There was one arrest for driving while intoxicated, a drug possession arrest, a couple for failure to appear, and a felony probation violation.
It was nothing like the governor portrayed, and that is what worries so many city officials who are glad for state support in battling what Krewson calls a “crime crisis,” but wonder whether Greitens is serious.
In brief remarks, the state’s new director of corrections, Anne Precythe, spoke of “collaboration” being one of the priorities of the Greitens administration, and yet on the morning of the hastily called news conference, the mayor’s office knew few details of the governor’s plan for combating crime in St. Louis, and none of the initiatives announced — except the troopers — were anything particularly new.

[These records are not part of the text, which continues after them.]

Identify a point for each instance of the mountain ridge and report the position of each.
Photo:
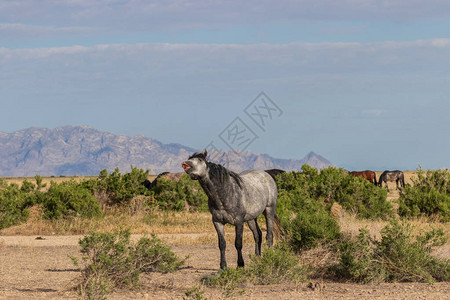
(83, 150)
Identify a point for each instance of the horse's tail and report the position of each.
(278, 230)
(274, 172)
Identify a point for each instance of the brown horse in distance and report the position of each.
(367, 174)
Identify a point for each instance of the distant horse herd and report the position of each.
(386, 176)
(240, 198)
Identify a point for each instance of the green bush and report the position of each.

Greitens talked of prison re-entry programs to make the city’s dangerous streets safer, and yet one of his first actions as governor was to cut $150,000 for the city’s Criminal Justice Ministry nonprofit that finds housing, food and clothing for men leaving prison.
“Once again we’re not getting to the root causes of the (crime) problem,” Franks said of the governor’s speech.
As Greitens was busy calling “career politicians” back from their “summer vacations” for two special sessions this summer, neither of which attacked the St. Louis crime problem, Franks took to Twitter to let Greitens know what he was doing in the summer. He was attending funerals for young black men shot to death. He was mentoring his neighbors in and around Benton Park, trying to help them find jobs.
“I’ve personally invited the governor to my community to see the problem up close,” Franks said.
But Greitens hasn’t taken the state representative up on the offer.
Instead, he has taken to Facebook. He has traveled to top-shelf resorts in Florida and Colorado for “dark money” confabs with national Republicans. He has set up photo-ops, hoping the details are treated as so much “fake news.”
As Monday’s news conference ended, Krewson slipped away, making a beeline for her SUV as a crowd of reporters and protesters circled around Greitens.
I asked what she thought about the fact that the governor’s crime plan didn’t address any of the issues she raised in her speech.
She paused, thought a bit, and said:
“I think it’s a good start.”
It was a six-word answer when only one was needed.